Very few visitors at my office hours - I hope Problem Set #1 is proceeding acceptably well
Problem Set #1 is due by end of tomorrow, Problem Set #2 by end of next Tuesday
Note that readings now begin from the Bioinformatics Programming book, linked from web site
Extensive notes also available for many topics, e.g. intro to Python and installation/setup
20m
Performance evaluation
We can (and should!) formalize the concept of hypothesis tests being "right" or "wrong"
How do you assess the accuracy of a hypothesis test with respect to a ground truth?
Gold standard: list of correct outcomes for a test, also standard or answer set or reference
Often categorical binary outcomes (0/1), also sometimes true numerical values
In the former (very common) case, answers are referred to as:
Positives: outcomes expected to be "true" or "1" in the gold standard, drawn from H0 distribution
Negatives: outcomes expected to be "false" or "0" in the standard, drawn from Ha distribution
Predictions or results are the outcomes of a test or inference process
Often whether or not a hypothesis test falls above or below a critical value
Example: is a p-value <0.05
For any test with a reference outcome in the gold standard, four results are possible:
The feature was drawn from H0 and your test accepts H0: true negative
The feature was drawn from H0 and your test rejects H0: false positive (also type I error)
The feature was drawn from Ha and your test accepts Ha: true positive
The feature was drawn from Ha and your test rejects Ha: false negative (also type II error)
H0 True
H0 False
H0 Accepted
True Negative
False Negative (Type II)
H0 Rejected
False Positive (Type I)
True Positive
The rates or probabilities with which incorrect outcomes occur indicate the performance or accuracy of a test
False positive rate = FPR = fraction of successful tests for uninteresting features = P(reject H0|H0)
False negative rate = FNR = fraction of failed tests for interesting features = P(accept H0|Ha)
What type of "performance" you care about depends a lot on how the test's to be used
Are you running expensive validations in the lab? False positives can hurt!
Are you trying to detect dangerous contaminants? False negatives can hurt!
There are thus a slew of complementary performance measures based on different aspects of these quantities
Precision: probability a detected effect is true = TP/(TP+FP) = P(Ha|reject H0)
Recall: probability of detecting true effects = TP/P = TP/(TP+FN) = P(reject H0|Ha)
Also called true positive rate (TPR) or sensitivity or power
Specificity: probability a rejected effect is false = TN/(TN+FP) = P(accept H0|H0)
Also called true negative rate (TNR) and equivalent to 1 - false positive rate (FPR)
Most hypothesis tests provide at least one tunable parameter that will trade off between aspects of performance
High-precision tests are typically low-recall (few false positives, more false negatives)
Highly sensitive tests are typically less specific (few false negatives, more false positives)

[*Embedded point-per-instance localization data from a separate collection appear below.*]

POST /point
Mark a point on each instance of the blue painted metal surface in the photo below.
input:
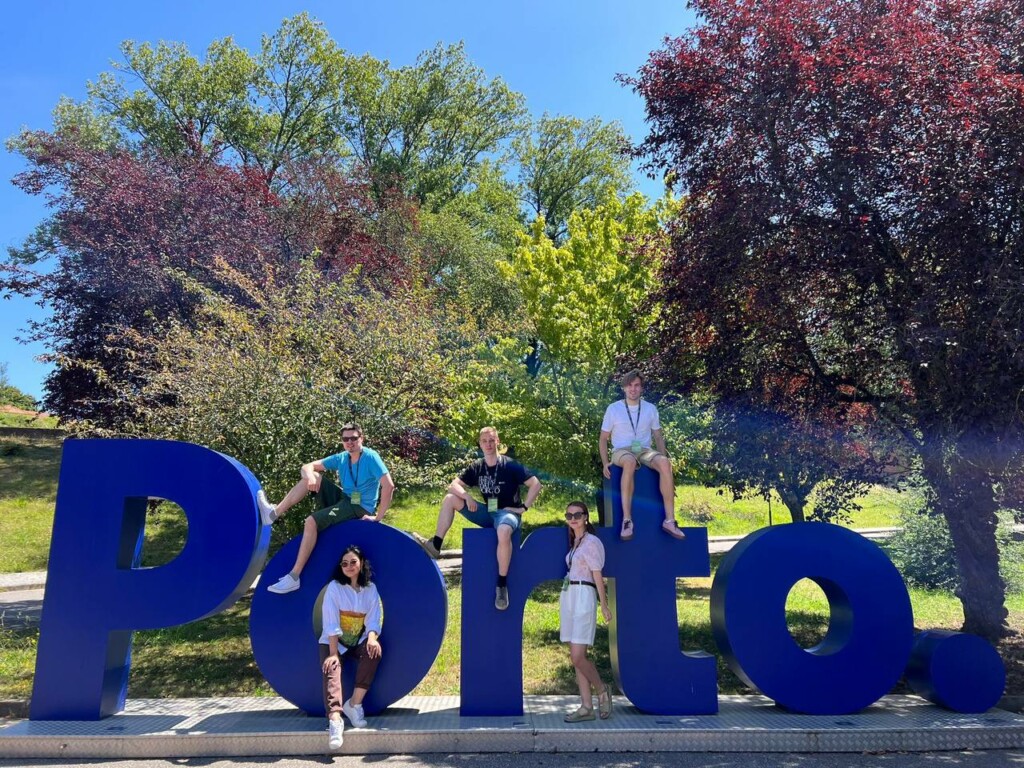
(285, 629)
(961, 672)
(492, 639)
(870, 630)
(646, 660)
(96, 594)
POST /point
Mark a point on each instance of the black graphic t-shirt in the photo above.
(501, 481)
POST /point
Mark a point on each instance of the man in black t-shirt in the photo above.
(499, 479)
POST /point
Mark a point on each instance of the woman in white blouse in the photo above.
(351, 626)
(583, 588)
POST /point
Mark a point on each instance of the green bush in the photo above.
(923, 552)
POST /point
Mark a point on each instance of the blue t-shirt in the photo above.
(364, 476)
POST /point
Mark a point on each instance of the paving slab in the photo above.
(269, 726)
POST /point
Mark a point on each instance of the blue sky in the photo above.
(561, 54)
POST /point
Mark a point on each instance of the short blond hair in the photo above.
(629, 377)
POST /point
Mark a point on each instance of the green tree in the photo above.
(268, 108)
(586, 302)
(567, 164)
(427, 127)
(269, 379)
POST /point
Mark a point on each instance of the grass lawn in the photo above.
(16, 418)
(214, 657)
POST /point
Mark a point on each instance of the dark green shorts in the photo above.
(334, 507)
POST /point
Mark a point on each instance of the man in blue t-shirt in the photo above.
(364, 477)
(499, 479)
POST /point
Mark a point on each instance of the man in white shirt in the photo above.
(630, 424)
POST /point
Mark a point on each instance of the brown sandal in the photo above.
(604, 702)
(584, 713)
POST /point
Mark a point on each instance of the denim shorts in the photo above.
(489, 519)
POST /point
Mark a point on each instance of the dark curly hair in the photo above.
(366, 572)
(589, 526)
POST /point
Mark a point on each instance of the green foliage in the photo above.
(427, 127)
(270, 381)
(268, 108)
(586, 303)
(923, 551)
(567, 165)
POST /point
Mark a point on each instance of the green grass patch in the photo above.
(214, 656)
(29, 467)
(33, 421)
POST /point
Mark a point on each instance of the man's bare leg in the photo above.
(450, 505)
(629, 465)
(668, 486)
(272, 512)
(504, 558)
(504, 549)
(305, 546)
(290, 582)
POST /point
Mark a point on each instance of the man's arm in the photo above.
(602, 446)
(457, 488)
(532, 489)
(387, 491)
(659, 441)
(311, 473)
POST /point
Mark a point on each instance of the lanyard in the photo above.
(492, 475)
(637, 425)
(574, 548)
(355, 476)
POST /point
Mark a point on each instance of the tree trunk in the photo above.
(965, 496)
(794, 501)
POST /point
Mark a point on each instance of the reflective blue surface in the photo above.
(870, 630)
(957, 671)
(96, 594)
(285, 629)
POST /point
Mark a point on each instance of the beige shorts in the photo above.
(646, 456)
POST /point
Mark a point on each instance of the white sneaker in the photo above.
(284, 585)
(354, 714)
(267, 512)
(336, 729)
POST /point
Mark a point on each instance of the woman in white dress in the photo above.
(583, 589)
(351, 626)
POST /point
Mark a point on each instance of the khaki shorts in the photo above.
(646, 456)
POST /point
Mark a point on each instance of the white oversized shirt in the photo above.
(616, 423)
(350, 615)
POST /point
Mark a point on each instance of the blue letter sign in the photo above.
(97, 594)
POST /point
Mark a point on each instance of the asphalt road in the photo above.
(992, 759)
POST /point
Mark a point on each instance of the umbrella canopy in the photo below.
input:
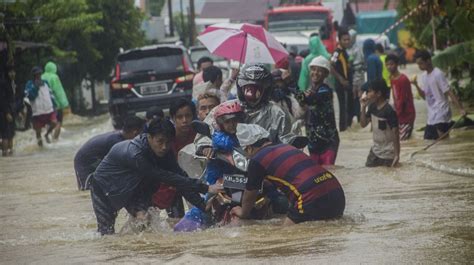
(246, 43)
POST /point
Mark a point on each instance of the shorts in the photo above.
(327, 157)
(375, 161)
(59, 115)
(7, 129)
(328, 206)
(433, 132)
(405, 130)
(41, 120)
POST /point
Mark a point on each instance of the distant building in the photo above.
(251, 11)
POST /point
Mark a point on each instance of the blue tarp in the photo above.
(378, 22)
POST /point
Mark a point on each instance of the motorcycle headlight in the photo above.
(240, 161)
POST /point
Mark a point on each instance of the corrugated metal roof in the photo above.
(244, 10)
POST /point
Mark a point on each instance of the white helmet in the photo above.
(249, 134)
(321, 62)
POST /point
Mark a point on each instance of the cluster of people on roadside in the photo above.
(136, 168)
(46, 97)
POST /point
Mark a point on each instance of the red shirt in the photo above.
(403, 99)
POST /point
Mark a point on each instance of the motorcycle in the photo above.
(234, 181)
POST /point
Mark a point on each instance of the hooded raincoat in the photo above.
(268, 115)
(132, 165)
(316, 48)
(50, 75)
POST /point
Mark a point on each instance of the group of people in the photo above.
(136, 168)
(46, 97)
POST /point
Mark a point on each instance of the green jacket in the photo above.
(316, 48)
(54, 82)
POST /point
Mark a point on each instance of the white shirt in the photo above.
(42, 104)
(435, 85)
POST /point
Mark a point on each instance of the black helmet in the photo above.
(254, 74)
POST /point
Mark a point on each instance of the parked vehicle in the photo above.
(196, 52)
(149, 76)
(382, 39)
(304, 19)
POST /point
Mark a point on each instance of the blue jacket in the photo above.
(224, 142)
(374, 64)
(131, 165)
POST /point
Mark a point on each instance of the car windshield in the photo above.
(151, 61)
(196, 54)
(296, 21)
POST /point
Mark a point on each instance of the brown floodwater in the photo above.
(420, 212)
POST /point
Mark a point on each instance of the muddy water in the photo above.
(421, 212)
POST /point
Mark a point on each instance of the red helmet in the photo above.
(228, 110)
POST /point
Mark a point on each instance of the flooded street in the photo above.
(421, 212)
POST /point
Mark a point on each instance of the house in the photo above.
(251, 11)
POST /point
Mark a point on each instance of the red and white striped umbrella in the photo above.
(246, 43)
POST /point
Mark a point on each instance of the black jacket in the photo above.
(131, 165)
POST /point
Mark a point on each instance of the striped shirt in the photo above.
(293, 172)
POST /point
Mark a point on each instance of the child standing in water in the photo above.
(386, 148)
(320, 120)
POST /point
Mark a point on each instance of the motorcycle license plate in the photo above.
(235, 181)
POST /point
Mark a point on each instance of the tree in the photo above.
(452, 23)
(121, 22)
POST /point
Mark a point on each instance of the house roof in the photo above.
(243, 10)
(373, 6)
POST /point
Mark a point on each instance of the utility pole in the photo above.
(192, 23)
(170, 16)
(182, 20)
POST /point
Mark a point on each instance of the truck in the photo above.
(292, 25)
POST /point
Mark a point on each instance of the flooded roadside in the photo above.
(411, 214)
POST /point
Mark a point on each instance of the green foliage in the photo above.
(155, 7)
(453, 22)
(121, 22)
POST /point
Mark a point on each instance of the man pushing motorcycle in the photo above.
(314, 193)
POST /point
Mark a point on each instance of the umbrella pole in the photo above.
(242, 50)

These tradeoffs are commonly visualized to provide a sense of prediction accuracy over a range of thresholds
Precision/recall plots: recall (x) vs. precision (y), upper right corner is "good"
Receiver Operating Characteristic (ROC) or sensitivity/specificity plots: 1-FPR (x) vs. TPR (y), upper left good
Both feature recall, but since precision ≠ specificity, can provide complementary views of the same data
Entire curves can be further reduced to summary statistics of overall prediction performance
Area Under the Curve (AUC): area under a ROC curve
Random = 0.5, Perfect = 1.0, Perfectly wrong = 0.0
Area under precision/recall curve (AUPRC): exactly what it sounds like
Not commonly used, since there's no baseline; "random" isn't fixed to a particular value
Computational predictions are very often evaluated using AUC, as are diagnostic tests and risk scores
10m
Background on genomic data manipulation: what is programming?
A program is a set of instructions that tells a computer how to transform some input into some output
Not terribly different from a recipe or a lab protocol
Instead of reagents, entities being manipulated are data, in many forms (numbers, tables, etc.)
You can think of a mathematical function like f(x) = 2x or g(x) = x 2 + 5 as a "program" that manipulates a value
Likewise a game is a program that translates your input data (mouse + keys) into outputs (shapes + values)
A program is a series of plain text instructions written in a specific programming language
Literally plain text: not a Word document, not a web page, just text
A defined language allows the computer to understand how it should move data in response to instructions
An interpreter is a special program whose input data is another program
That is, it knows how to execute a given set of instructions in order to transform input into output
All programs are "interpreters" to some degree, but dedicated interpreters are exactly that: dedicated
Reminds you that programs are data (and the interpreter itself is also data; freaky!)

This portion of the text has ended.